Retrato del hombre de la rosa

La entrevista que se iniciaba no era para Jawaharlal Nehru sino un nuevo episodio del diálogo mantenido durante casi toda su vida con los colonizadores de su país. Nehru había sido el huésped mimado de las más grandes familias de Inglaterra, cenado en la vajilla de plata del palacio de Buckingham, pero también en las gamellas de hojalata de las cárceles británicas. Había tenido como interlocutores a profesores de Cambridge, primeros ministros, virreyes, el propio rey-emperador y carceleros.

Nacido en una familia de brahmanes de Cachemira, descendiente de una aristocracia oriental tan antigua y tan noble como aquella a la que pertenecía el nuevo virrey de la India, Jawaharlal Nehru fue enviado a Inglaterra a los 17 años para completar allí su educación. Había vivido 7 años de felicidad aprendiendo las declinaciones latinas y las sutilezas del cricket en Harrow, apasionándose por las ciencias, por Nietszche y por Oscar Wilde en Cambridge, admirando la elocuencia de Blackstone en los bancos de la Facultad de Derecho de Oxford. Su apacible encanto, su elegancia natural, la vastedad de su cultura, le atraían las simpatías dondequiera que se presentaba. Se movía con desenvoltura en los salones de la alta sociedad, en los que su personalidad se impregnaba de los valores y las costumbres que le daban fuerza. Esta estancia en Inglaterra le transformó tan completamente que, a su regreso a Allahabad en 1912, su familia y sus amigos le juzgaron totalmente «desindianizado».

Pero el joven Nehru no tardó en conocer los límites de esa «desindianización». Cuando quiso inscribirse en el club británico local, su candidatura fue rechazada. Tal vez hubiera cursado estudios en Harrow y Cambridge; para los muy burgueses, muy blancos y muy británicos miembros del club de Allahabad, no por ello dejaba de ser un
«black Indian»
.

La amargura provocada por esta repulsa le obsesionó durante mucho tiempo y precipitó el deseo de seguir a su padre Motilal en el servicio a la causa que se iba a convertir en la obra de su vida: la lucha por la independencia. No tardó en ingresar en las filas del partido del Congreso. La agitación política que llevó a cabo en él habría de valerle el privilegio de recibir la mejor enseñanza que dispensaba entonces el Imperio británico, la de sus prisiones. Pasó en ellas nueve años. En la soledad de sus celdas, durante los paseos con sus compañeros de cautiverio, Nehru dio forma a su visión de la India del mañana. Idealista, soñaba en conciliar sobre el suelo indio sus dos regímenes políticos aparentemente inconciliables: la democracia parlamentaria de la Gran Bretaña y el socialismo económico de Karl Marx. Quería una India unificada, libre de su miseria y sus mitos, liberada del capitalismo, una India en la que las chimeneas de las fábricas dieran testimonio de una revolución industrial que los colonizadores rechazaban.
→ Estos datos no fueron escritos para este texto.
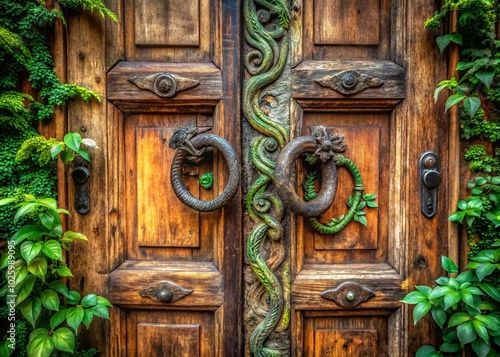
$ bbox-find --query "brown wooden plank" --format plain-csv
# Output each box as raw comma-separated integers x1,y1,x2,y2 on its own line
219,0,244,357
314,329,378,357
137,323,200,357
135,127,200,248
292,61,406,103
109,260,224,310
123,0,213,64
292,264,404,310
314,0,382,45
134,0,200,46
107,62,222,112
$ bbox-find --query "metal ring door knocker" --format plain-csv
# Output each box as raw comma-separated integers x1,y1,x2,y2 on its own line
169,127,240,212
274,126,347,217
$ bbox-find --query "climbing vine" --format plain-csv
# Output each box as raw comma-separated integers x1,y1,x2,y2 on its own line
0,0,117,356
243,0,291,357
403,0,500,357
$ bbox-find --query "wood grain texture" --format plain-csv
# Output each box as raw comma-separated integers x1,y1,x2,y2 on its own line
134,0,200,47
107,62,222,112
137,323,200,357
292,61,406,105
314,0,381,45
109,260,224,310
292,264,404,311
123,0,213,63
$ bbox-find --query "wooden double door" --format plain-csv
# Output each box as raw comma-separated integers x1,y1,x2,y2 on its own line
59,0,453,356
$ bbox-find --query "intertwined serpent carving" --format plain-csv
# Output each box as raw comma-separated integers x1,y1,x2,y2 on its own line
243,0,291,357
169,128,240,212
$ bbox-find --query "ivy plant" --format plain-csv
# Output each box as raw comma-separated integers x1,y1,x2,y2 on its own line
0,195,111,356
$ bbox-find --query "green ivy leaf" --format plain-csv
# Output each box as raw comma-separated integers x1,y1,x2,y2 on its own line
12,224,49,245
413,301,432,324
444,94,467,111
401,291,427,304
0,197,17,206
20,241,42,264
64,133,82,152
14,203,36,222
471,339,491,357
472,319,490,343
441,255,458,273
60,147,75,164
82,309,94,330
16,274,36,305
18,296,42,328
42,239,63,262
90,305,109,320
66,306,84,332
478,283,500,302
50,308,66,329
444,289,461,310
56,265,73,276
49,280,69,297
14,259,29,287
476,69,496,89
52,327,75,352
50,143,64,159
97,296,113,307
28,257,47,281
78,148,90,162
40,289,59,311
38,211,61,231
66,290,81,305
431,306,446,329
81,294,97,307
464,96,481,119
457,321,477,346
27,328,54,357
476,263,497,281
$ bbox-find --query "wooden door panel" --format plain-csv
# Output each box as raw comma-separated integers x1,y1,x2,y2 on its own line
290,0,407,356
125,310,217,357
124,0,216,64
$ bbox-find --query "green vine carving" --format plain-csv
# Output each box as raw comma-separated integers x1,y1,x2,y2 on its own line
303,154,378,234
243,0,291,357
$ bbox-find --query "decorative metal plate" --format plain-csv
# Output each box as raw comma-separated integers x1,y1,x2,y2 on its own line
321,281,375,307
139,281,193,303
129,73,200,98
316,70,384,95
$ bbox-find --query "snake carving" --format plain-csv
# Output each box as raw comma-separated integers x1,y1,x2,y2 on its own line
243,0,291,357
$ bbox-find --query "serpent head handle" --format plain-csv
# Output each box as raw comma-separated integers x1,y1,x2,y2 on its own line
169,127,240,212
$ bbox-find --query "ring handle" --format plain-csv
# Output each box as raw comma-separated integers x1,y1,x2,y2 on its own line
169,127,240,212
274,126,346,217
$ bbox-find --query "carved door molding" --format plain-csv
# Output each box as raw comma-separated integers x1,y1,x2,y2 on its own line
58,0,448,356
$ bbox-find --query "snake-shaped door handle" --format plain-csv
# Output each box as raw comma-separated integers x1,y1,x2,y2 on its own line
169,127,240,212
274,126,346,217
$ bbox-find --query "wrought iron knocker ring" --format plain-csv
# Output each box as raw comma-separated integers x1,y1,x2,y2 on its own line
169,127,240,212
274,126,346,217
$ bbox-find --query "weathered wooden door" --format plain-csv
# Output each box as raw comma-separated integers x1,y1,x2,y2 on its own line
60,0,449,356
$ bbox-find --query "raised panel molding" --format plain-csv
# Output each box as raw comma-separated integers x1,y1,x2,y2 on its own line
134,0,200,46
314,0,380,45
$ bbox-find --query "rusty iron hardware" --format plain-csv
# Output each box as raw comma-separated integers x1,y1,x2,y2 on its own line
139,281,193,303
129,73,200,98
169,127,240,212
71,158,90,214
315,70,384,95
321,281,375,307
418,151,441,218
274,126,347,217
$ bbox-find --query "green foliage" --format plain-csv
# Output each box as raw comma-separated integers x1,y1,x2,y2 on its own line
464,144,500,175
402,254,500,357
0,195,111,356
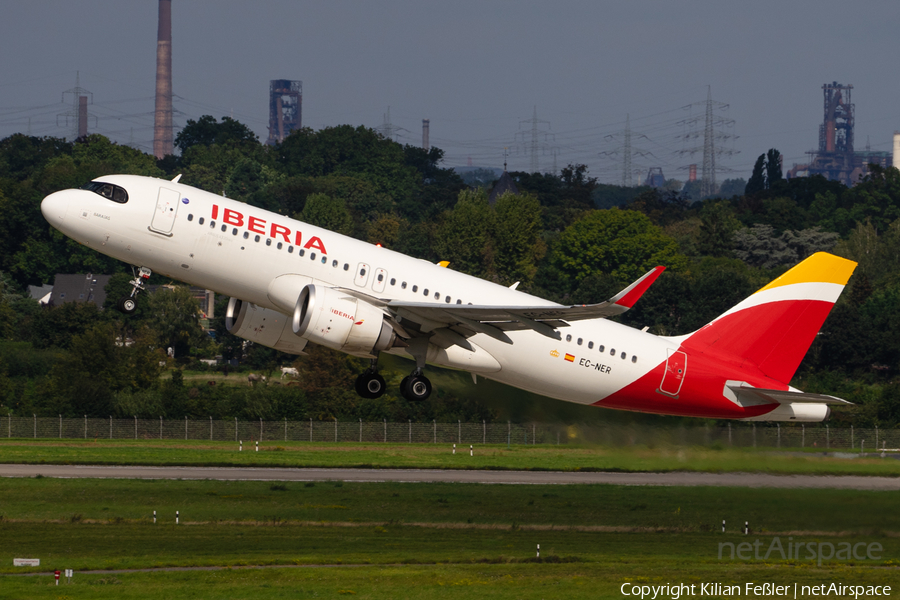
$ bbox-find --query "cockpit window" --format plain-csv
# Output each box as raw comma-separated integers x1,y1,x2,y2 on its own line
81,181,128,204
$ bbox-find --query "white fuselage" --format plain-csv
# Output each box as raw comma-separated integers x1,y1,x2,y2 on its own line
42,175,678,404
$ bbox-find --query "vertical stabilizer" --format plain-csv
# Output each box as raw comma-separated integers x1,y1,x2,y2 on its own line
682,252,856,384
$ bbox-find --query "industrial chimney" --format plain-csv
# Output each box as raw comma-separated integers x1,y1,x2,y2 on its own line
892,131,900,169
153,0,175,158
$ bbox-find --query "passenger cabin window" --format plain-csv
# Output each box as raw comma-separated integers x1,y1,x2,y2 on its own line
81,181,128,204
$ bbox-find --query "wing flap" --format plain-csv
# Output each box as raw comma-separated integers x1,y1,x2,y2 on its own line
385,267,665,332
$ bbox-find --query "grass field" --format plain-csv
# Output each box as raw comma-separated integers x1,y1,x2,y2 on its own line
0,478,900,598
0,439,900,476
0,477,900,532
0,440,900,600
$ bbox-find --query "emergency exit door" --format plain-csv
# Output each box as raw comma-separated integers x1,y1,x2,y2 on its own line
150,188,181,234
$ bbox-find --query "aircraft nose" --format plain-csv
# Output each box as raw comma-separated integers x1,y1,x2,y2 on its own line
41,190,69,226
A primera vista, Jawaharlal Nehru era el hombre menos indicado para conducir a la India hacia este sueño. Bajo el
khadi
de algodón que llevaba por deferencia a Gandhi, latía un
gentleman
. En una tierra poblada de místicos, él seguía siendo un racionalista. Aquel a quien la educación científica de Cambridge había entusiasmado, no dejaba de sentirse consternado por las costumbres de sus compatriotas, que se negaban a salir de sus casas los días decretados como de mal augurio por los astrólogos. En el país más espiritualista del Universo, él era un agnóstico. Proclamaba el horror que le inspiraba la palabra misma de religión. Despreciaba a los sacerdotes de la India, sus
sadhus
, sus yoguis, sus sabios, sus brahmanes y sus jeques, responsables según él de su estancamiento, de sus divisiones, del dominio de los colonizadores extranjeros.

Sin embargo, la India de los
sadhus
y de las masas atormentadas de supersticiones había aceptado a Nehru. La recorrió durante treinta años arengando a las multitudes. Colgando de los estribos de los tranvías o atravesando los campos a pie o en carreta de bueyes, la población de los suburbios y de los campos acudía por cientos de millares. Eran muchos los que no podían percibir una sola palabra de sus discursos ni comprender su sentido. Les bastaba con verle por encima del océano de cabezas. Esto era para ellos el
darshan
, la tradicional comunión espiritual que se establece por la vista entre un gran sabio y sus fieles. Se marchaban satisfechos.